Toward the close of 1980 in Newcastle, England, vocalist Trevor Robinson, guitarists Steve Ramsey and Russ Tippins, bassist Graeme English, and drummer Andy Reed formed a reasonably stable unit that would eventually adopt the Satan name. Independent label Guardian Records issued the band’s debut single, the soon-to-be-collectable “Kiss of Death,” in the opening months of 1982. After drummer Sean Taylor joined and the group cycled through replacement singers, first Ian Swift and then the more seasoned Brian Ross (ex-Blitzkrieg), work commenced on a debut album. The intensely heavy, near-thrash Court in the Act appeared in January 1984 via Neat Records and received largely favorable notices. A well-received European tour followed, yet momentum faltered when Ross departed shortly after returning home to revive Blitzkrieg.

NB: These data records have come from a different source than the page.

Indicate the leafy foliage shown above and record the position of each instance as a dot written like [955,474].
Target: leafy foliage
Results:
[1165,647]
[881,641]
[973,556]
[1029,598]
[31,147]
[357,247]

Former Blind Fury frontman Lou Taylor, previously of Kevin Heybourne’s post-Angel Witch project, stepped in, but his assertive influence prompted the band to adopt the Blind Fury moniker, generating fan confusion and severing continuity with the recently issued Court in the Act. Taylor also urged a stylistic softening, resulting in the more hard-rock-oriented Out of Reach, issued by the fledgling Roadrunner label in 1985. Its weak sales swiftly prompted second thoughts about both the musical shift and the name change, leading to Taylor’s dismissal and a swift reversion to Satan.

Signing with Germany’s Steamhammer imprint, the band recruited vocalist Michael Jackson (distinct from the pop icon) and returned to heavier material, first with the 1986 Into the Future EP and then the 1987 near-return to form Suspended Sentence. Both releases performed more strongly on the Continent, where the group toured with Running Wild that year, than in the U.K., underscoring a broader geographic realignment in heavy metal audiences that likewise affected contemporaries Savage and Jaguar. By this point Satan’s prospects appeared limited, and the musicians once again discarded their name in favor of the seemingly more flexible Pariah. That incarnation recorded three albums before several members later joined the avant-folk-thrash collective Skyclad.

Satan resurfaced for a single 2004 performance at Germany’s Wacken Open Air festival, yet nearly a decade passed before the group reentered the studio. Life Sentence, their third official full-length, arrived in 2013 on Listenable Records and was supported by North and South American dates. The following year the musicians recorded their fourth album, Atom by Atom, which surfaced in autumn 2015. In April 2018 Satan announced their signing to Metal Blade Records and immediately resumed studio work. That June they revealed a September release for Cruel Magic, engineered and mixed by Dave Curle and Dario Mollo. To preview the ten-track set, the band issued a video for the lead single “The Doomsday Clock” and scheduled an American tour.